While not without its flaws, “The Miseducation of Cameron Post” is an LGBT drama whose hopeful vision and youthful characters manage to differentiate it from other less optimistic similarly-themed movies and a great addition to Chloë Grace Moretz’s career.

 

7. The Kindergarten Teacher

Based on the 2014 Israeli film of the same name, “The Kindergarten Teacher” stars Maggie Gyllenhaal as Liza Spinelli, a woman in her 40s who divides her time between teaching at a Staten Island kindergarten and taking poetry lessons in hopes of improving her mediocre writing aptitudes.

One day, Spinelli discovers that one of her students, a five-year-old boy named Jimmy, is a child prodigy with poetic skills way beyond his years. Curious about how the kid’s work would be appreciated, she decides to read his poems at her poetry class and, eager for admiration, sets herself down as their creator.

The enthusiastic response to Jimmy’s poems gets Spinelli (even more) frustrated with her middling talent, but at the same time makes her obsessed with nurturing the kid’s natural gift.

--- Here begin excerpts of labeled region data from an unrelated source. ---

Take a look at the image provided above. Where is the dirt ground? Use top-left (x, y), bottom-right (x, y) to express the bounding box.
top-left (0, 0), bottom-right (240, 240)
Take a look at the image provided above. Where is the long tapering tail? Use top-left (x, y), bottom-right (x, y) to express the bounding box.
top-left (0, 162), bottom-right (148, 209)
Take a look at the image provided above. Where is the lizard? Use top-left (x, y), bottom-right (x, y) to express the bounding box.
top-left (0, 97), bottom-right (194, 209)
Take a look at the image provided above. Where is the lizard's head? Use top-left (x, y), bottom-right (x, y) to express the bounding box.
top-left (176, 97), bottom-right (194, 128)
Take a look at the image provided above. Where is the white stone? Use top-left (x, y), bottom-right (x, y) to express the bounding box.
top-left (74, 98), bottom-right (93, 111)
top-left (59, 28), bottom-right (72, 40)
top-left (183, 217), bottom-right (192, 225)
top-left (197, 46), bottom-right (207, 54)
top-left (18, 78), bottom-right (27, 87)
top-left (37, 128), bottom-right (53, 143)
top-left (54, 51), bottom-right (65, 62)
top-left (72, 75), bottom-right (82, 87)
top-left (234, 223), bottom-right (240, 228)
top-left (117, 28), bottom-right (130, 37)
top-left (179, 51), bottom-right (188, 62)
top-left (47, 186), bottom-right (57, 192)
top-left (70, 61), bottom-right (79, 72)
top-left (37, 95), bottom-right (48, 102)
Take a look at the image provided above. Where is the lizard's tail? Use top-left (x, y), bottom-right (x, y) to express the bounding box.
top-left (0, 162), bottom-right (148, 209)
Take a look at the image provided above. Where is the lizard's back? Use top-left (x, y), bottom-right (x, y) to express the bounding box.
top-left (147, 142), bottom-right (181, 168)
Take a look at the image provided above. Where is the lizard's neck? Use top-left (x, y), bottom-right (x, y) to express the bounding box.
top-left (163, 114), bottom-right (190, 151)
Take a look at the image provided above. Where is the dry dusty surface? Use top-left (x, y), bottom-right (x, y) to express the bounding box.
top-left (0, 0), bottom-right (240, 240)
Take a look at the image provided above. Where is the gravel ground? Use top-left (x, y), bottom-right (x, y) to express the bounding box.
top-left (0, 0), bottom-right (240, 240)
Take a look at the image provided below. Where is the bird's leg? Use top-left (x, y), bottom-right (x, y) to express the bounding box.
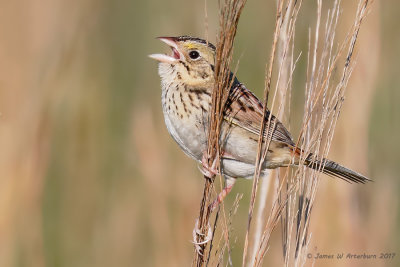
top-left (200, 151), bottom-right (219, 178)
top-left (209, 177), bottom-right (236, 212)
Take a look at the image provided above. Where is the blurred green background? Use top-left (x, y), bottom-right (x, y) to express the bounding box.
top-left (0, 0), bottom-right (400, 267)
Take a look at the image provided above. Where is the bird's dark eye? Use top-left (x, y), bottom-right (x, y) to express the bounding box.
top-left (189, 50), bottom-right (200, 59)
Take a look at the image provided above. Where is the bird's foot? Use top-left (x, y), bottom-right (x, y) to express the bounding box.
top-left (200, 152), bottom-right (219, 179)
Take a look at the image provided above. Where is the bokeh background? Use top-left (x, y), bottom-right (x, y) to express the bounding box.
top-left (0, 0), bottom-right (400, 267)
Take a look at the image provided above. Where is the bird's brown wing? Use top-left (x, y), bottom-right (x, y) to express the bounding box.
top-left (224, 80), bottom-right (294, 146)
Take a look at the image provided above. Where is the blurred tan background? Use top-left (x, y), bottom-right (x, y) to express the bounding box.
top-left (0, 0), bottom-right (400, 267)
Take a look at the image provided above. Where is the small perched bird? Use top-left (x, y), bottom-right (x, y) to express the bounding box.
top-left (150, 36), bottom-right (370, 207)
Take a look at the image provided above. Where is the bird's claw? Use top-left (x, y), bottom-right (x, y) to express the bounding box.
top-left (200, 152), bottom-right (219, 178)
top-left (192, 219), bottom-right (212, 255)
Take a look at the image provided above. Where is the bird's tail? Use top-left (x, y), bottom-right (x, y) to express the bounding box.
top-left (305, 156), bottom-right (371, 184)
top-left (295, 148), bottom-right (372, 184)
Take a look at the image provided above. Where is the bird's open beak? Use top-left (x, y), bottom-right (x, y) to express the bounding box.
top-left (149, 37), bottom-right (182, 63)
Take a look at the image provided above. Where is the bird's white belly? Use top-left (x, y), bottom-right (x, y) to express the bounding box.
top-left (164, 112), bottom-right (206, 161)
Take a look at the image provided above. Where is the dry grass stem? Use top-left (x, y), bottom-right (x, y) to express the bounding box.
top-left (193, 0), bottom-right (246, 266)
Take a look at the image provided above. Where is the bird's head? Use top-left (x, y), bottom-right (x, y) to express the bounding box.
top-left (150, 36), bottom-right (215, 86)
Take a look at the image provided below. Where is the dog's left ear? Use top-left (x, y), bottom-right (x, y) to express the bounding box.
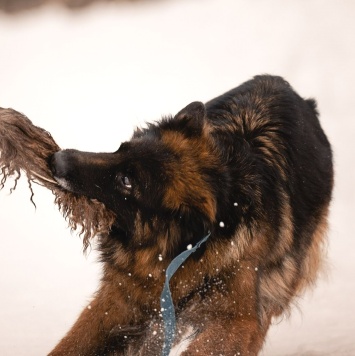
top-left (174, 101), bottom-right (206, 136)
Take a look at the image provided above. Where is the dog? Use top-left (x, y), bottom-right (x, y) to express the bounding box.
top-left (49, 75), bottom-right (333, 356)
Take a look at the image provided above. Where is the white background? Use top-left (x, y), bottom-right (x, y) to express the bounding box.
top-left (0, 0), bottom-right (355, 356)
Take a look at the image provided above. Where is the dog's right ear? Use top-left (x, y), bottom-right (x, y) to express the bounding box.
top-left (174, 101), bottom-right (206, 136)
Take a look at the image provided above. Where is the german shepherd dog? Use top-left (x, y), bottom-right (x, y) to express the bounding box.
top-left (50, 75), bottom-right (333, 356)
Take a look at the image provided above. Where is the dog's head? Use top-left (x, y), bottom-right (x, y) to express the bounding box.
top-left (50, 102), bottom-right (228, 254)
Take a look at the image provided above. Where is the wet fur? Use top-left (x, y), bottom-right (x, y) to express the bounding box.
top-left (3, 76), bottom-right (333, 356)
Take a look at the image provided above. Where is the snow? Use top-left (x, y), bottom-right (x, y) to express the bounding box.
top-left (0, 0), bottom-right (355, 356)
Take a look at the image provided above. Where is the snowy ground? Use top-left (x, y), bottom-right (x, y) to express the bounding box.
top-left (0, 0), bottom-right (355, 356)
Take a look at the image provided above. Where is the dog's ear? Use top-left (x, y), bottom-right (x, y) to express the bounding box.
top-left (174, 101), bottom-right (206, 136)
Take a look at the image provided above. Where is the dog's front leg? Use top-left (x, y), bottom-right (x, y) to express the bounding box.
top-left (49, 283), bottom-right (132, 356)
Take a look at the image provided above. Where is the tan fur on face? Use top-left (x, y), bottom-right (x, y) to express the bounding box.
top-left (162, 131), bottom-right (216, 221)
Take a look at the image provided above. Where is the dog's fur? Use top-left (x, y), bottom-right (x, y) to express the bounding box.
top-left (0, 76), bottom-right (333, 356)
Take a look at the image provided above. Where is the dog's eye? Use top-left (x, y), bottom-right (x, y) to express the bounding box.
top-left (121, 176), bottom-right (132, 189)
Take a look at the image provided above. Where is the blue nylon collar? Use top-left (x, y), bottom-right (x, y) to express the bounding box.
top-left (160, 232), bottom-right (211, 356)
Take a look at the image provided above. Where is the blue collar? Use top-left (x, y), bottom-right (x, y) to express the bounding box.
top-left (160, 232), bottom-right (211, 356)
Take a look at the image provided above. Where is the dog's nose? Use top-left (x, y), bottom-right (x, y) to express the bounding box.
top-left (49, 150), bottom-right (76, 178)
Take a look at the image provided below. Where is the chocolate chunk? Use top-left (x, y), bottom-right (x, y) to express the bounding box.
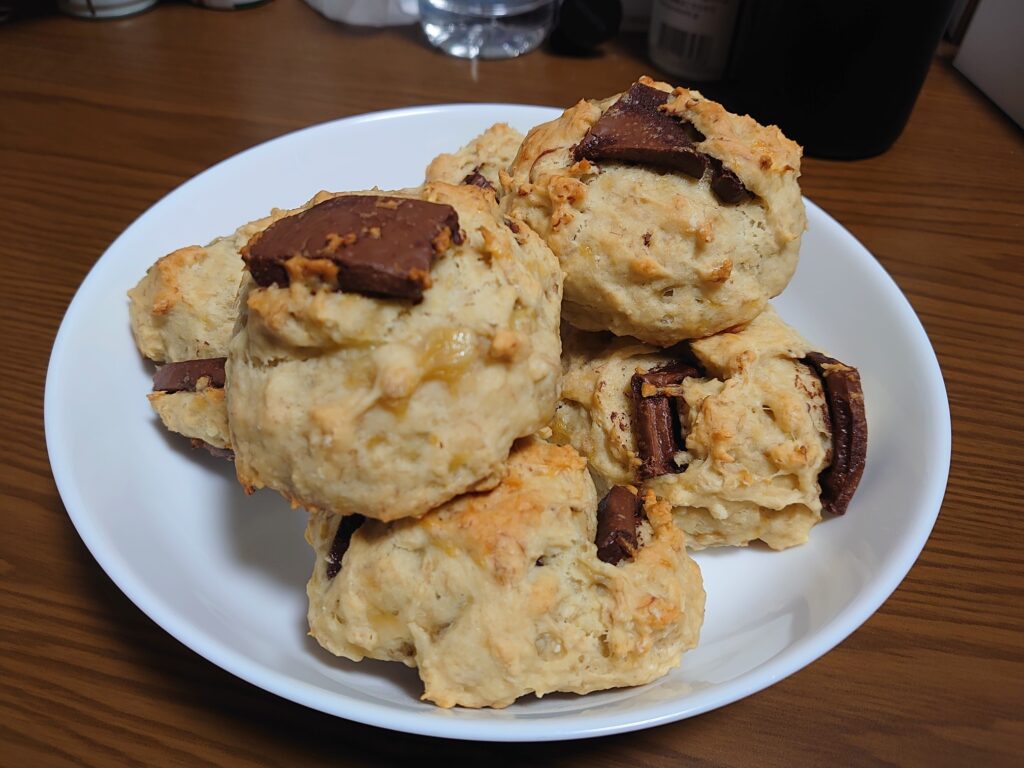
top-left (572, 83), bottom-right (754, 205)
top-left (191, 437), bottom-right (234, 462)
top-left (572, 83), bottom-right (708, 178)
top-left (801, 352), bottom-right (867, 515)
top-left (630, 360), bottom-right (701, 480)
top-left (462, 166), bottom-right (498, 195)
top-left (327, 515), bottom-right (367, 579)
top-left (596, 485), bottom-right (641, 565)
top-left (242, 195), bottom-right (462, 301)
top-left (708, 157), bottom-right (754, 205)
top-left (153, 357), bottom-right (227, 392)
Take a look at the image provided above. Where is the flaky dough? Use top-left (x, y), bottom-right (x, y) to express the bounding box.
top-left (128, 191), bottom-right (332, 362)
top-left (306, 441), bottom-right (705, 707)
top-left (503, 78), bottom-right (806, 346)
top-left (552, 307), bottom-right (831, 549)
top-left (226, 183), bottom-right (561, 520)
top-left (426, 123), bottom-right (523, 193)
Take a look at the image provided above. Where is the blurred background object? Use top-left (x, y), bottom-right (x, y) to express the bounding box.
top-left (420, 0), bottom-right (558, 58)
top-left (551, 0), bottom-right (623, 55)
top-left (57, 0), bottom-right (157, 18)
top-left (953, 0), bottom-right (1024, 128)
top-left (623, 0), bottom-right (654, 32)
top-left (306, 0), bottom-right (419, 27)
top-left (648, 0), bottom-right (958, 160)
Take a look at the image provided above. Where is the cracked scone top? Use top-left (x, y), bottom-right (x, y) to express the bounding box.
top-left (552, 307), bottom-right (833, 549)
top-left (503, 78), bottom-right (806, 346)
top-left (128, 191), bottom-right (332, 455)
top-left (306, 440), bottom-right (705, 707)
top-left (226, 183), bottom-right (561, 520)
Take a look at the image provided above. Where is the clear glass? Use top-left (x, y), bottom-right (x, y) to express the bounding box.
top-left (420, 0), bottom-right (558, 58)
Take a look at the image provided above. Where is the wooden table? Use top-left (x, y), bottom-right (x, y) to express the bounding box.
top-left (0, 0), bottom-right (1024, 767)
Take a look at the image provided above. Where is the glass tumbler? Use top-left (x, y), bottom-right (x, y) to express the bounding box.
top-left (420, 0), bottom-right (558, 58)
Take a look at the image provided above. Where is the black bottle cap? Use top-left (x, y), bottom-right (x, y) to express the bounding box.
top-left (551, 0), bottom-right (623, 53)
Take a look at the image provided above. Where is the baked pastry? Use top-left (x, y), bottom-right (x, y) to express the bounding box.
top-left (128, 191), bottom-right (332, 457)
top-left (128, 191), bottom-right (331, 362)
top-left (226, 182), bottom-right (561, 520)
top-left (503, 78), bottom-right (806, 346)
top-left (426, 123), bottom-right (523, 195)
top-left (552, 307), bottom-right (867, 549)
top-left (306, 440), bottom-right (705, 707)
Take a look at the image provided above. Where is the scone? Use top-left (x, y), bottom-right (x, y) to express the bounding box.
top-left (128, 191), bottom-right (332, 457)
top-left (552, 307), bottom-right (867, 549)
top-left (147, 357), bottom-right (233, 459)
top-left (306, 440), bottom-right (705, 707)
top-left (426, 123), bottom-right (523, 195)
top-left (226, 182), bottom-right (562, 520)
top-left (503, 78), bottom-right (806, 346)
top-left (128, 191), bottom-right (331, 364)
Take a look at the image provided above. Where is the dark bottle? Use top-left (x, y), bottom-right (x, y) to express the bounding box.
top-left (651, 0), bottom-right (953, 160)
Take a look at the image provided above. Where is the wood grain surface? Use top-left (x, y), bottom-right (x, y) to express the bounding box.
top-left (0, 0), bottom-right (1024, 767)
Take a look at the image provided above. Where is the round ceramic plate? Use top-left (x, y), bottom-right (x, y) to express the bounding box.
top-left (45, 104), bottom-right (949, 741)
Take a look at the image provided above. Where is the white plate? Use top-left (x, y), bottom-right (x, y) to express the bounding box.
top-left (45, 104), bottom-right (949, 741)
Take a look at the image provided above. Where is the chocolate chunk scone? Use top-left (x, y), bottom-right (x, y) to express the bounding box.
top-left (552, 307), bottom-right (867, 549)
top-left (503, 78), bottom-right (806, 346)
top-left (426, 123), bottom-right (523, 195)
top-left (226, 183), bottom-right (561, 520)
top-left (306, 440), bottom-right (705, 707)
top-left (128, 191), bottom-right (332, 456)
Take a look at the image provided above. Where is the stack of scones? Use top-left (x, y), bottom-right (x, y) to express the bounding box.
top-left (129, 78), bottom-right (867, 707)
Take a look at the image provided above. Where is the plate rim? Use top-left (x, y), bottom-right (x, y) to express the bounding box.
top-left (43, 102), bottom-right (951, 741)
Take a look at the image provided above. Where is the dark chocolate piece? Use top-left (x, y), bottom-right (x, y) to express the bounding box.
top-left (462, 166), bottom-right (498, 195)
top-left (801, 352), bottom-right (867, 515)
top-left (191, 437), bottom-right (234, 462)
top-left (242, 195), bottom-right (462, 301)
top-left (327, 515), bottom-right (367, 579)
top-left (630, 360), bottom-right (700, 480)
top-left (153, 357), bottom-right (227, 392)
top-left (708, 157), bottom-right (754, 205)
top-left (595, 485), bottom-right (641, 565)
top-left (572, 83), bottom-right (708, 178)
top-left (572, 83), bottom-right (754, 205)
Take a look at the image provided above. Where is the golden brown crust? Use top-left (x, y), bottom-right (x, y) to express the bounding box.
top-left (502, 79), bottom-right (805, 346)
top-left (306, 440), bottom-right (705, 707)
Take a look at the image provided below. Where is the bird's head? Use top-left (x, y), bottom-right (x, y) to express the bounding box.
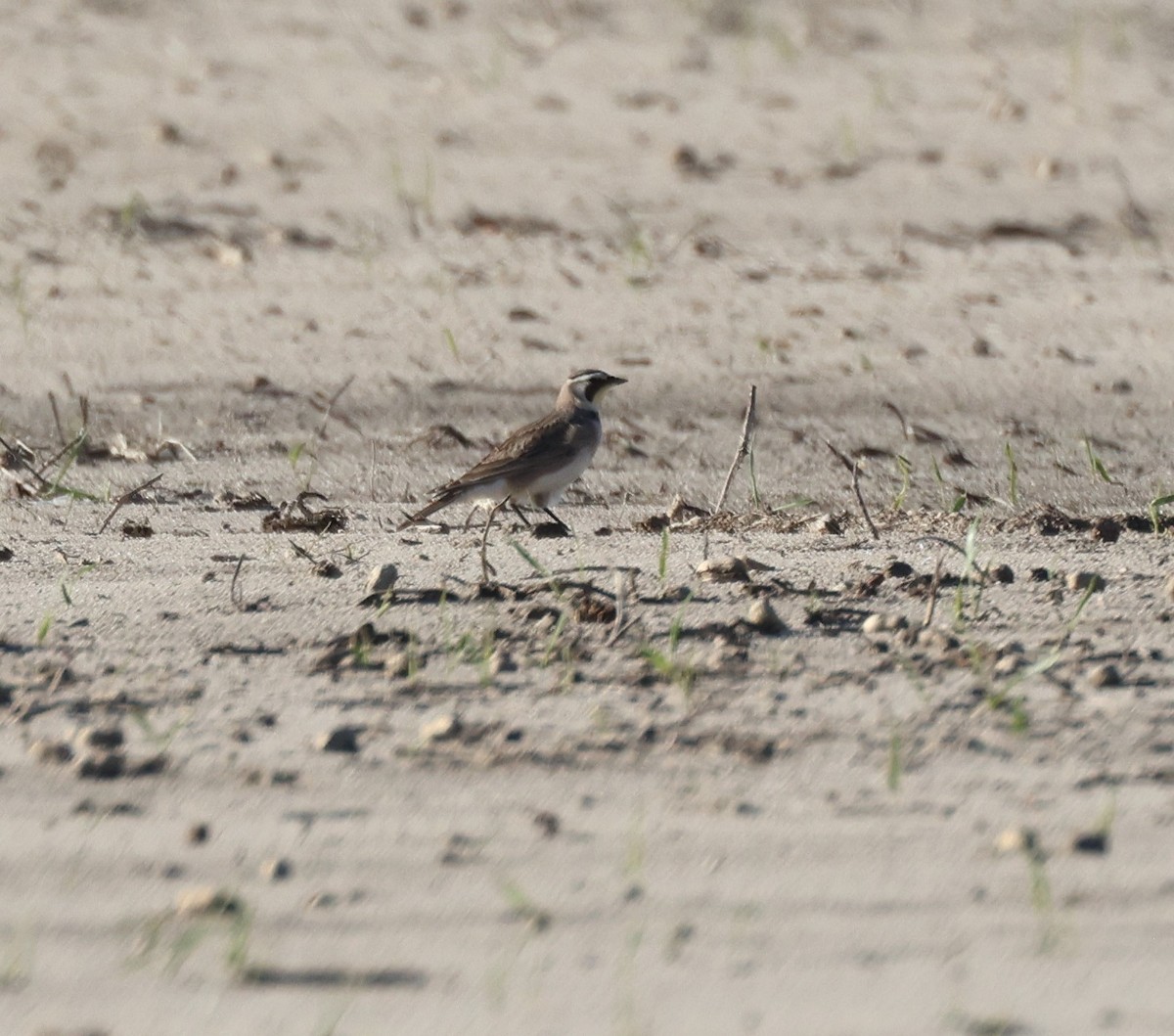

Maggie Gyllenhaal’s performance is the film’s greatest strength. Her character starts off as a dull yet well-intended and likeable person but slowly veers into the creepy as she becomes more and more fixated on Jimmy and his talent. Concurrently with her character’s transformation, the film nearly evolves into a thriller but is cut short with an abrupt yet full of meaning ending.

 

6. Private Life

“Private Life” marks Tamara Jenkins’ return to filmmaking after an absence of over a decade (her last film, the acclaimed comedy-drama “The Savages”, was released back in 2007).

The film’s plot is simple, yet it totally draws you in. Paul Giamatti and Kathryn Hahn play Richard and Rachel, a middle-aged New York couple who are facing fertility problems. In hopes of becoming parents, they are willing to try any possible solution, but every time something gets in the way of their dream.

Giamatti, who was Jenkins’ original choice for Philip Seymour Hoffman’s character in 2007’s “The Savages”, is really charismatic in the role of the kind-hearted but overly compliant husband. Kathryn Hahn’s pretty authoritarian Rachel is maybe not an as likeable character, but her performance is nevertheless praiseworthy.

With its quirky characters and its subtle mix of family drama with more comedic moments, “Private Life” will probably remind you of Woody Allen films. However, if Allen’s last couple of films weren’t his best, we can assure you that Tamara Jenkins’ return to cinema is a great movie.